I've this MPI_example.py
file to solve a matrix:
from mpi4py import MPI
import numpy as np
from scipy.stats import ortho_group
from scipy.sparse import spdiags
def generate_matrix(dim):
a = ortho_group.rvs(dim, random_state=0)
b = np.linspace(1., 10., dim)
return a @ spdiags(b, 0, dim, dim) @ a.T
def power_iteration(A, b, num_iters):
for _ in range(num_iters):
b_new = A @ b
b_new_norm = np.linalg.norm(b_new)
b = b_new / b_new_norm
return b
comm = MPI.COMM_WORLD
rank = comm.Get_rank()
size = comm.Get_size()
n = 8
num_iters = 100
if rank == 0:
A = generate_matrix(n)
else:
A = None
rows_per_proc = n // size
local_A = np.zeros((rows_per_proc, n))
comm.Scatter(A, local_A, root=0)
if rank == 0:
b = np.ones(n)
else:
b = np.zeros(n)
comm.Bcast(b, root=0)
for _ in range(num_iters):
local_b_new = local_A @ b
global_b_new = np.zeros(n)
comm.Allreduce(local_b_new, global_b_new)
norm = np.linalg.norm(global_b_new)
b = global_b_new / norm
if rank == 0:
estimated_eigenvalue = np.dot(b.T, A @ b) / np.dot(b.T, b)
print(f"Eigen vector estimated: {estimated_eigenvalue}")
print(f"Error: {abs(10 - estimated_eigenvalue)}")
import time
start_time = time.time()
end_time = time.time()
if rank == 0:
print(f"Time: {end_time - start_time} [s]")
Im running it in Google Colab, so Im trying this:
from google.colab import files
uploaded = files.upload() #select MPI_example.py
!ls #check .py file
!pip install mpi4py
import mpi4py
print(mpi4py.__version__)
And then I run all the code using:
!mpirun --allow-run-as-root --oversubscribe -n 4 python MPI_example.py
But Im getting this error:
ValueError: mismatch in send count 2 and receive count 8
--------------------------------------------------------------------------
Primary job terminated normally, but 1 process returned
a non-zero exit code. Per user-direction, the job has been aborted.
--------------------------------------------------------------------------
--------------------------------------------------------------------------
mpirun detected that one or more processes exited with non-zero status, thus causing
the job to be terminated. The first process to do so was:
Process name: [[21624,1],2]
Exit code: 1
I want to try differents n
in !mpirun --allow-run-as-root --oversubscribe -n 4 python MPI_example.py
. How can I fix this error? and whats wrong ?
Replacing Allreduce by Allgather, I get a reproducible result independent of the number of parallel processes (after increasing n to support a higher number of MPI processes):
# comm.Allreduce(local_b_new, global_b_new)

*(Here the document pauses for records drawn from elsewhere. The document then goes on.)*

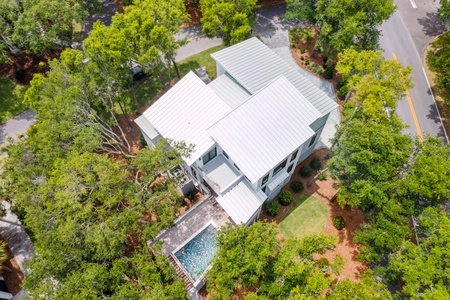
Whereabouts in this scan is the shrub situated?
[139,133,147,147]
[317,172,328,181]
[279,190,292,206]
[13,70,25,82]
[309,157,322,170]
[291,180,305,193]
[266,200,280,217]
[308,63,322,75]
[342,102,355,119]
[323,65,334,79]
[298,166,312,178]
[317,257,330,269]
[333,216,345,230]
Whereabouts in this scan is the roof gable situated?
[143,72,231,165]
[211,38,337,115]
[208,77,321,183]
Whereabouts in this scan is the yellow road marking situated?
[392,52,423,144]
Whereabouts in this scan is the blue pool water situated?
[175,225,217,281]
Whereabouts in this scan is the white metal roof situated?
[267,171,289,191]
[217,180,267,224]
[208,77,321,183]
[208,73,251,109]
[134,115,159,140]
[143,72,231,165]
[211,37,337,115]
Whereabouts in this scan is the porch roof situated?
[216,179,267,224]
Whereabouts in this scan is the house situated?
[135,38,337,225]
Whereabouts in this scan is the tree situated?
[388,207,450,299]
[286,0,395,56]
[0,0,101,58]
[399,136,450,213]
[260,234,337,299]
[207,222,277,299]
[200,0,256,46]
[438,0,450,22]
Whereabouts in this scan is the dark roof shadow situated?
[417,12,447,36]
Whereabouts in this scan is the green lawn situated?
[279,195,327,238]
[0,77,27,124]
[178,45,225,78]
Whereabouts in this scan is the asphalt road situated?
[380,4,447,140]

comm.Allgather(local_b_new, global_b_new)
Allreduce performs the default op=SUM
on all elements of the vector and distributes the result to all processes. local_b_new
only contains the local partition of b, so element-wise sum is not the right operation. Gather collects all vectors, concatenates them and distributes the result to all processes.